Segundo Fernando, a implantação do SIGAA ocorreu sem planejamento adequado. “O problema atual do SIGAA não é técnico, é um problema de má gestão”, declarou. Para ele, a migração do antigo sistema foi feita de forma “atabalhoada”, sem testes suficientes e em um intervalo curto de tempo, o que teria causado dificuldades em matrículas, atrasos em formaturas e impactos até em programas de residência médica. O candidato afirmou que, caso seja eleito, pretende reunir especialistas do Instituto de Computação e da Superintendência de Tecnologia da Informação da UFBA para buscar soluções já nos primeiros meses da gestão.
Durante a entrevista, o professor também criticou a influência político-partidária dentro da universidade. “Esses grupos já não escondem mais que a UFBA virou o quintal deles”, afirmou, ao citar a presença de partidos em sindicatos, no Diretório Central dos Estudantes e em setores da administração universitária. Apesar das críticas, ele disse defender a atuação política dentro do ambiente acadêmico, mas argumentou que a universidade não deve se submeter a interesses de grupos de poder.
Entre as propostas apresentadas, Fernando prometeu reduzir em até 50% o valor do restaurante universitário, ampliar bolsas estudantis e investir na modernização tecnológica da UFBA. O professor defendeu a adoção institucional de ferramentas de inteligência artificial, como ChatGPT e NotebookLM, para estudantes, técnicos e docentes. “A inteligência artificial é uma tecnologia sem volta”, afirmou.

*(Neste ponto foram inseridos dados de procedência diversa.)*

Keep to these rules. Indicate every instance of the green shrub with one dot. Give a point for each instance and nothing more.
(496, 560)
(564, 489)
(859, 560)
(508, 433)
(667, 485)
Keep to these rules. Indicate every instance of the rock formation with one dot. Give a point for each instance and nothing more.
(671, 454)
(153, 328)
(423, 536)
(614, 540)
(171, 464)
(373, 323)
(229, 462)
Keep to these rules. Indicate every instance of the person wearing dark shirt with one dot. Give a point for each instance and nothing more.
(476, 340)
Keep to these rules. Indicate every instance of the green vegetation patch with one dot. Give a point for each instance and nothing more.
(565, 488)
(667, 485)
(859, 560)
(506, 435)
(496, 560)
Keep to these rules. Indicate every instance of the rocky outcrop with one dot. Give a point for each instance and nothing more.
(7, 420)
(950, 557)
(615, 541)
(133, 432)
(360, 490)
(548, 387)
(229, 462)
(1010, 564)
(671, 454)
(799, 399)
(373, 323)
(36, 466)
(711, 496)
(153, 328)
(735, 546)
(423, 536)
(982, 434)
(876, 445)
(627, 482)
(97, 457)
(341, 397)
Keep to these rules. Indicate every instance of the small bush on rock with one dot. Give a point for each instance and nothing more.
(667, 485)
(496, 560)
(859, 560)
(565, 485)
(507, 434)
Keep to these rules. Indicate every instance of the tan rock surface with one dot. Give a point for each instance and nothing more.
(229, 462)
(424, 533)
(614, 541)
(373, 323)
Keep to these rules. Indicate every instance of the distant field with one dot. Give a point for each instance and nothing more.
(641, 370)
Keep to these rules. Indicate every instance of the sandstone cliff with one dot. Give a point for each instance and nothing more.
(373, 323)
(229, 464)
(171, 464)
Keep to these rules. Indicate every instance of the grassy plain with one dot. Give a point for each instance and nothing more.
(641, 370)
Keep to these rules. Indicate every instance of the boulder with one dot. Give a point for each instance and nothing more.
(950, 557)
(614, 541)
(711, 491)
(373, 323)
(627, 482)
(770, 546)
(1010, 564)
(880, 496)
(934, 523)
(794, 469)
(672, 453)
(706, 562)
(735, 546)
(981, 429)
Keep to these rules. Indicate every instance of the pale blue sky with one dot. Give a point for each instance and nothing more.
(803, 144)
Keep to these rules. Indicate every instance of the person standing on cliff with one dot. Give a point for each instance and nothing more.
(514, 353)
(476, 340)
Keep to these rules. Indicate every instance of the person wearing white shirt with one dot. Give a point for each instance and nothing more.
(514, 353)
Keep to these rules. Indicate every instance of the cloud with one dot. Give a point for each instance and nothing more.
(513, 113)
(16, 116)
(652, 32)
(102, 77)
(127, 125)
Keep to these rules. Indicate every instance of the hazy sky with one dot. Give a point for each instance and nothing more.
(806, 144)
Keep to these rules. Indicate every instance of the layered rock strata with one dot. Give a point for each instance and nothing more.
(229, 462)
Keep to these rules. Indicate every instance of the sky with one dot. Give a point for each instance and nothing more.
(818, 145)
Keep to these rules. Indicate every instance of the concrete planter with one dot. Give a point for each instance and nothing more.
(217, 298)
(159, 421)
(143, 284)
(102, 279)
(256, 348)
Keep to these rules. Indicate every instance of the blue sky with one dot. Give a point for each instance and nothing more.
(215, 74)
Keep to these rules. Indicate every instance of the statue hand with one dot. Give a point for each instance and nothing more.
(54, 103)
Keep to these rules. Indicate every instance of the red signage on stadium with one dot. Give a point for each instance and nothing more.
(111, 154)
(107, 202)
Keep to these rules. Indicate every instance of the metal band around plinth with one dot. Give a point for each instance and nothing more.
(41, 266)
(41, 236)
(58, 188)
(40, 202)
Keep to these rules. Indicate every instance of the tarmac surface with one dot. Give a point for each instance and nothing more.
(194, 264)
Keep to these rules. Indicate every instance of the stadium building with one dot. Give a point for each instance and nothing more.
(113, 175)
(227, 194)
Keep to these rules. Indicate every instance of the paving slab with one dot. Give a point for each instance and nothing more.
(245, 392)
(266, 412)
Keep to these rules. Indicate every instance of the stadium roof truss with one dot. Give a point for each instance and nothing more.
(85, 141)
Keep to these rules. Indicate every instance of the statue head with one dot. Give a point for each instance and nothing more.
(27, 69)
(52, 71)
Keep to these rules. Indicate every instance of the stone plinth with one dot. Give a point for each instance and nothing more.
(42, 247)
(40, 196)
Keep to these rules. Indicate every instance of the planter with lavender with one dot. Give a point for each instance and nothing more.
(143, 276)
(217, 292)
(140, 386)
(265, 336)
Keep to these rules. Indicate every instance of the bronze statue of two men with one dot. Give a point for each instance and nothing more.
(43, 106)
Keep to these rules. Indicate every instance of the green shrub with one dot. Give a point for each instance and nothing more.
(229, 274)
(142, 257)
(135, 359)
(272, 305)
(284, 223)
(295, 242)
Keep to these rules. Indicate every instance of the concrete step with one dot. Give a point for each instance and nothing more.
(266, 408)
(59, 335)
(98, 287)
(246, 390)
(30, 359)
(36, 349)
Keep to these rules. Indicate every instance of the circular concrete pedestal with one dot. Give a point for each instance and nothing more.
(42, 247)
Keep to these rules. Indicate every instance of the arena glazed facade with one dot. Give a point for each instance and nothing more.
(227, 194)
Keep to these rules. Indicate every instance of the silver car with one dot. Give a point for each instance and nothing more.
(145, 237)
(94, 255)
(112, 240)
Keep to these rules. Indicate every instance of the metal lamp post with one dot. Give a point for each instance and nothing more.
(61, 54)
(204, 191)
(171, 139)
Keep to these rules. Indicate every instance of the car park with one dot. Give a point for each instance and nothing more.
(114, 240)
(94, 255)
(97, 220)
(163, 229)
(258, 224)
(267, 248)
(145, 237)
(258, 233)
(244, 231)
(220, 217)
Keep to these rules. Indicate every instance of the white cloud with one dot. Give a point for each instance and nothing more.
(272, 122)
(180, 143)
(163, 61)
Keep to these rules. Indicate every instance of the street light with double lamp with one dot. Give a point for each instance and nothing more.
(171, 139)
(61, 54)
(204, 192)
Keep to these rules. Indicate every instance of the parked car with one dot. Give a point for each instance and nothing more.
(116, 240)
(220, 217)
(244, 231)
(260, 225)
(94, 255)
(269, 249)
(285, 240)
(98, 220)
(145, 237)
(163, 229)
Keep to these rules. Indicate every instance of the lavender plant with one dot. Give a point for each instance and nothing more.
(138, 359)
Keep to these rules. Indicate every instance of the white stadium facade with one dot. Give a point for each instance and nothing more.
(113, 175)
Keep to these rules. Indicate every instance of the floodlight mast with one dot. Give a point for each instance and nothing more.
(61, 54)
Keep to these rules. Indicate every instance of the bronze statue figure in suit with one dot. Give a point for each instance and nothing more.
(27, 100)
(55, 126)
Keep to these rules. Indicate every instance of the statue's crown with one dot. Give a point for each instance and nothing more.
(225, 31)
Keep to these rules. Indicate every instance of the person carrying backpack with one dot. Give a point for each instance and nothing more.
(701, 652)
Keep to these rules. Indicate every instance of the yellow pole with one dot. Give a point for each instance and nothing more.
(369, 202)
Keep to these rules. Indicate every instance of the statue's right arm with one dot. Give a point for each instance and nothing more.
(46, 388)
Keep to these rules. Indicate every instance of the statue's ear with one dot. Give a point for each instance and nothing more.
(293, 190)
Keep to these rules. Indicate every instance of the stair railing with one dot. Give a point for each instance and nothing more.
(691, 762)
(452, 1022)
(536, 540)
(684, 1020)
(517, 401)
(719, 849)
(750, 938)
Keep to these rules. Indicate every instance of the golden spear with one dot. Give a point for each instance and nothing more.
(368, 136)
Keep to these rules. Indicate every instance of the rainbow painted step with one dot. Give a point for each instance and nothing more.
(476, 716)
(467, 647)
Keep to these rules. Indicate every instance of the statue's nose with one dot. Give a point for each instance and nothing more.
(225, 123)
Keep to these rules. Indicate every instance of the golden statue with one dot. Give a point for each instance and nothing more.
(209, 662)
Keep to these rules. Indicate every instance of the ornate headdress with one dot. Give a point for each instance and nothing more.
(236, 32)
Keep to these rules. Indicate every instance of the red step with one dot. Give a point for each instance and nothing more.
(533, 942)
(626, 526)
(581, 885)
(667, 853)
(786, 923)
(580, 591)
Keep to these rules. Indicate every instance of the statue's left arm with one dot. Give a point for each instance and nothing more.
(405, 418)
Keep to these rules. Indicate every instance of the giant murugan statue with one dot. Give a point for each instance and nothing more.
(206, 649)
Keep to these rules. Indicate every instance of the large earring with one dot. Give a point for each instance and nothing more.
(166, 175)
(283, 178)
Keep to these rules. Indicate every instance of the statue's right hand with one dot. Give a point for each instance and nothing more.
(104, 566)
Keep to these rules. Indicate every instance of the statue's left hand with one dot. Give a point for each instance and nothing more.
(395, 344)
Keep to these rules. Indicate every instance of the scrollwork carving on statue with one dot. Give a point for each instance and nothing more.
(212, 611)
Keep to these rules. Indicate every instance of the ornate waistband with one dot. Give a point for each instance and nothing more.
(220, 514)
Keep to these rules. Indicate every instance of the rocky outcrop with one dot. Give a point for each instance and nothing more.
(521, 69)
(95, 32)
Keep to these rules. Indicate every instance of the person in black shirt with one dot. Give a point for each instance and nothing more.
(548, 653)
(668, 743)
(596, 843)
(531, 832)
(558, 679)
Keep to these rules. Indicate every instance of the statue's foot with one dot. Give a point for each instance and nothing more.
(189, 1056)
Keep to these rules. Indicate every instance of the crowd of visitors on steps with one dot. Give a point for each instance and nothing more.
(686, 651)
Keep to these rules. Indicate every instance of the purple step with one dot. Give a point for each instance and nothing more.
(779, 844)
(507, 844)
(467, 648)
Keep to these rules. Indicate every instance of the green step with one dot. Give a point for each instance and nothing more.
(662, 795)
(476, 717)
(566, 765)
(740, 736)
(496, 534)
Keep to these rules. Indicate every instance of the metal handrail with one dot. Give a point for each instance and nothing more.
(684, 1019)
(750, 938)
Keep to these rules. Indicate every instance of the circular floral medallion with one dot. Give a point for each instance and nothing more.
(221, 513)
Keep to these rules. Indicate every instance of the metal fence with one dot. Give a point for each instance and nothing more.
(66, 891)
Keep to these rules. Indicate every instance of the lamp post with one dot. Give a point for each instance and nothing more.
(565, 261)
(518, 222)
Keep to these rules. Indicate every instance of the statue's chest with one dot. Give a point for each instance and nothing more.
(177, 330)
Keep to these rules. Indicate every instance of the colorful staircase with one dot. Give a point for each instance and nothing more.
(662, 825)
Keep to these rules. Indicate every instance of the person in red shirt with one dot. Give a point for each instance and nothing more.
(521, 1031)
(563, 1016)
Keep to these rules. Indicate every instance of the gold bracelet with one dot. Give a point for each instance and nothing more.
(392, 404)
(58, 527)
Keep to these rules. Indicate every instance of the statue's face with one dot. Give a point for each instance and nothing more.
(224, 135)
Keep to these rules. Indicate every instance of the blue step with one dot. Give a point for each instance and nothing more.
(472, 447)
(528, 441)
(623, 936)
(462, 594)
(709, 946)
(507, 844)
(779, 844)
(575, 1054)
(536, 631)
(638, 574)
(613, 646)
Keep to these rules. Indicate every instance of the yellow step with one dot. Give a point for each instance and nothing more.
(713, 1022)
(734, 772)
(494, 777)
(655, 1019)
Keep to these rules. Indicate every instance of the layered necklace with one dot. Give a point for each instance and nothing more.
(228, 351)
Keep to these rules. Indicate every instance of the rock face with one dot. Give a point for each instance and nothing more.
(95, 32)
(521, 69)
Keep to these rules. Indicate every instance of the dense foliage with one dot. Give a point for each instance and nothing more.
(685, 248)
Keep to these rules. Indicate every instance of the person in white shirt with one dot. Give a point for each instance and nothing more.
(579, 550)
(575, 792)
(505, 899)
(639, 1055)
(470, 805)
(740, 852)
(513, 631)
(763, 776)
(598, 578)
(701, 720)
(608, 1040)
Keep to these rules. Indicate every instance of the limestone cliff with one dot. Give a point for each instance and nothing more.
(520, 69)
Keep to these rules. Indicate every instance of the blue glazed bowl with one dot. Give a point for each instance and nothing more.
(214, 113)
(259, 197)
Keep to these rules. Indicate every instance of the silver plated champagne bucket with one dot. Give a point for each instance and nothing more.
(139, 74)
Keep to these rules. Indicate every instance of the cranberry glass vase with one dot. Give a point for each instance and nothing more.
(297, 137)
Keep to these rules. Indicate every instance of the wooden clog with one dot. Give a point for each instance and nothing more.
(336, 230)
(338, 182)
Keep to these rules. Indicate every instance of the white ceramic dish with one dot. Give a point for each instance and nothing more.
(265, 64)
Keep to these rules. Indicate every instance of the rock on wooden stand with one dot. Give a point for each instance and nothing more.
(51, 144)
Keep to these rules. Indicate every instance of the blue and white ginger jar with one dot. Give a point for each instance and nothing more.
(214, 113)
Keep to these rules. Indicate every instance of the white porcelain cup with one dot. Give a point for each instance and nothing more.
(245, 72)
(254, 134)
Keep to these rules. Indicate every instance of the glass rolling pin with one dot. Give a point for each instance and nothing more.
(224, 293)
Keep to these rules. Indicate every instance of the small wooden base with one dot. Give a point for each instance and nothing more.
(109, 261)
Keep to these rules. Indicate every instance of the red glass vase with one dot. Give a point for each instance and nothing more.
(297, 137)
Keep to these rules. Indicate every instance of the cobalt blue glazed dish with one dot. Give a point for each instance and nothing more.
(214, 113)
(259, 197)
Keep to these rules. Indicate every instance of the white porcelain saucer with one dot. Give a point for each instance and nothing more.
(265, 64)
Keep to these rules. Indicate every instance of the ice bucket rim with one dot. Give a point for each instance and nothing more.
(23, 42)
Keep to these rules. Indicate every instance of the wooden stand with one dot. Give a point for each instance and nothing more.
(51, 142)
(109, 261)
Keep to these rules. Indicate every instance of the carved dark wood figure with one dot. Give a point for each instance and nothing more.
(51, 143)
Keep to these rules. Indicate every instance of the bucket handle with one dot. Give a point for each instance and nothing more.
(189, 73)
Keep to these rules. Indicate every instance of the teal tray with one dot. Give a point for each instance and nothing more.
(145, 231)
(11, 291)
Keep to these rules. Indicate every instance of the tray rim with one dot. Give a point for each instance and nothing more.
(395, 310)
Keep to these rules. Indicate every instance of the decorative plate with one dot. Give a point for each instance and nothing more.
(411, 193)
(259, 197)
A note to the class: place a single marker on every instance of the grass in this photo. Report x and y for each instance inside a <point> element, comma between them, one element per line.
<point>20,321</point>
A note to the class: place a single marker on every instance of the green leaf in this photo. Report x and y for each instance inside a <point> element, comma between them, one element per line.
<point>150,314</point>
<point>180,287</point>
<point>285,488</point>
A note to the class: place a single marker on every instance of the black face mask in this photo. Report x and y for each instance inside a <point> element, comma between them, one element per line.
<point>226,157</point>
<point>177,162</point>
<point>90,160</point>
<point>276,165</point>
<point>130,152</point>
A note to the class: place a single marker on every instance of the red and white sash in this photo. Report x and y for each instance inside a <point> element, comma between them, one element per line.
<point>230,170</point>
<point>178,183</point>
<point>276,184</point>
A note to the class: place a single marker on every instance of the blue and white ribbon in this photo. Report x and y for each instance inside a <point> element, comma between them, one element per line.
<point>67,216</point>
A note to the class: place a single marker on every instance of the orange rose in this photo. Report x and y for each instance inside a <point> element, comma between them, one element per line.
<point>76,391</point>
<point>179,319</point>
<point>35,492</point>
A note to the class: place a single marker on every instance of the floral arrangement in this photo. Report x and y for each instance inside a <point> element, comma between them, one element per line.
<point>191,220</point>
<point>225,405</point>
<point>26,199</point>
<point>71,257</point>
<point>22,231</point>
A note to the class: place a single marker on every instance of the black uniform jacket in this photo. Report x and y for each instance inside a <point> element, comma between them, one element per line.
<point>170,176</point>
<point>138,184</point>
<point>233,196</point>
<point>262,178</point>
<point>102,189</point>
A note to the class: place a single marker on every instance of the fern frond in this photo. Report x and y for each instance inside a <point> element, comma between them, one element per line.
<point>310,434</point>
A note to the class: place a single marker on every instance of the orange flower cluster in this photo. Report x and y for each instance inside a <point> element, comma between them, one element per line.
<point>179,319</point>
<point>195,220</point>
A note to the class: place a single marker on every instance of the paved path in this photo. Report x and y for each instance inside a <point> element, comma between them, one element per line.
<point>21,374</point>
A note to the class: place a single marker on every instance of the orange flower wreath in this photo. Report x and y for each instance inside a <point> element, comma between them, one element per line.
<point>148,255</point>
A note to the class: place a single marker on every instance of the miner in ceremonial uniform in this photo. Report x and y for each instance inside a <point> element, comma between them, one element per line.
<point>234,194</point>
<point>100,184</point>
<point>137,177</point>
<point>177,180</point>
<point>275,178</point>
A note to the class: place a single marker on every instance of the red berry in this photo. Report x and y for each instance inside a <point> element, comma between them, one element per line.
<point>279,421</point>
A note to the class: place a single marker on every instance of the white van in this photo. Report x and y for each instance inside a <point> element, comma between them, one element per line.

Na área da segurança, Fernando comentou denúncias de furtos e assaltos nos campi e disse que pretende investir em iluminação, manutenção de áreas de circulação e diálogo com órgãos de segurança pública. Ele também mencionou a possibilidade de criação de uma guarda universitária própria. “Não estou dizendo que será isso, mas talvez nós tenhamos que criar uma guarda universitária”, declarou.